As congressional negotiations over a new round of stimulus heat up, cash aid has emerged as a major sticking point. Vermont senator Bernie Sanders has joined with Republican Josh Hawley to demand another round of $1,200 checks, arguing that bailouts for state governments and the airlines aren’t enough for people suffering from the pandemic’s dire economic effects. Members of the Congressional Progressive Caucus have gone even higher, demanding $2,000 checks this time around.

The campaign for more checks has won wide support, and it’s been heartening to see broad swathes of workers demanding the government give them what they deserve. Yet the issue of direct cash aid has tended to obscure other parts of the CARES Act that were actually more significant. It’s common, for instance, to hear people argue that “the only thing the government has done for workers in a pandemic is a measly $1,200.” But that isn’t true.

The CARES Act, passed at the beginning of the pandemic, provided $1,200 for each adult making less than $99,000 a year and $500 for each child under seventeen in the household. All told, these Economic Impact Payments cost nearly $300 billion. Almost as much, however, went to expanding unemployment insurance, an initiative that some have jokingly called “the superdole.”

The superdole had three primary components: first, it extended unemployment insurance beyond the normal twenty-six weeks, offering workers an additional thirteen weeks of coverage. Second, it upped the amount of money by $600 a week. Finally, it significantly broadened eligibility, including workers who judged their jobs too unsafe as well as independent contractors normally excluded from coverage.

Together, these measures had a huge effect on cushioning the financial blow of the pandemic for the working class. An extra $600 a week, on top of the normal unemployment coverage, bumped many low-wage workers above what they’d been making while on the job.
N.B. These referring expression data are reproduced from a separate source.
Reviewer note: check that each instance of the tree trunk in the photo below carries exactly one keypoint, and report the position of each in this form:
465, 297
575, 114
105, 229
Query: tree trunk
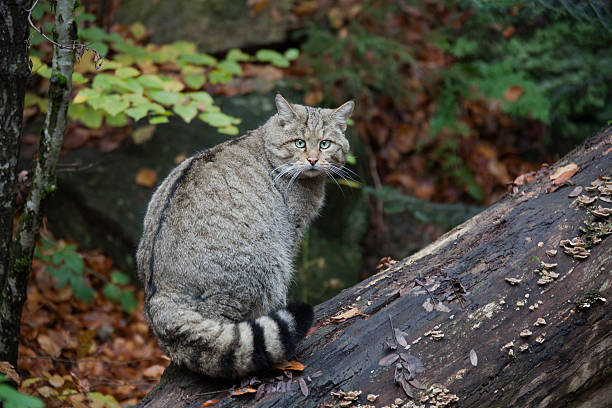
457, 287
14, 72
43, 181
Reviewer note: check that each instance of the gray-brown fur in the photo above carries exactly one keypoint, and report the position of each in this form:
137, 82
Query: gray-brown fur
219, 239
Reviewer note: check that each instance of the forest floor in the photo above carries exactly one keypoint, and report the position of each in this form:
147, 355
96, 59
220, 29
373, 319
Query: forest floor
85, 355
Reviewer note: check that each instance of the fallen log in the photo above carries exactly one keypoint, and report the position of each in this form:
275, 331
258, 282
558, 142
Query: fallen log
494, 313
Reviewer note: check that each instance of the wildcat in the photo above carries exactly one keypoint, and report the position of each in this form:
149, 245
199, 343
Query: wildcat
220, 235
On average, unemployment insurance replaces about 40 percent of lost wages, meaning a worker making $15 an hour, or about $600 a week before taxes, could normally expect about $240 a week in unemployment insurance. On the superdole, that same worker would pull in $840 a week.

Simply put, this kind of generosity is unheard of in the history of the famously stingy US welfare state. It was a remarkable policy win for the Left, one of its biggest in recent history.

Even as joblessness surged, with millions of workers every week filing new unemployment claims, the superdole raised incomes for low-income workers. In April, when the $1,200 checks were going out and workers were receiving the enhanced unemployment benefits, personal income in the United States jumped by 10 percent. After April, incomes fell without the $1,200 checks, but still stayed above their pre-pandemic levels thanks to the superdole.

The US response to the pandemic has been absolutely catastrophic compared to other countries’. But the superdole was one thing it got right. No other country was filling in 150 percent or more of low-wage workers’ pre-pandemic income.

The superdole only happened because of a unique set of circumstances: the massive pressure to pass stimulus legislation, the acquiescence of Republican austerity-mongers who assumed the relief was temporary, and, perhaps most crucially, Bernie Sanders’s threat to hold up the bill unless the GOP agreed to the full $600 for all workers.

These benefits expired on July 31. Now, as Congress debates another stimulus bill, the superdole has seemingly been forgotten, with the focus almost entirely on more universal stimulus checks. That’s a huge problem.

It’s not that the superdole is inherently better than the stimulus checks. As Matt Bruenig has argued, both accomplish different things well, and it’s foolish to parse out whether sending a stimulus check to someone with a disability living on Social Security is more important than a laid-off hotel worker getting their bonus payment. In a sane system, we would get both.

But the superdole was a striking success of the US welfare state that should be recognized as such. Many people enjoyed levels of financial security they’d never experienced before. As the pandemic reaches new levels of virulence, the superdole is exactly the kind of policy that the Left should be touting as its own — and that we should be fighting to bring back.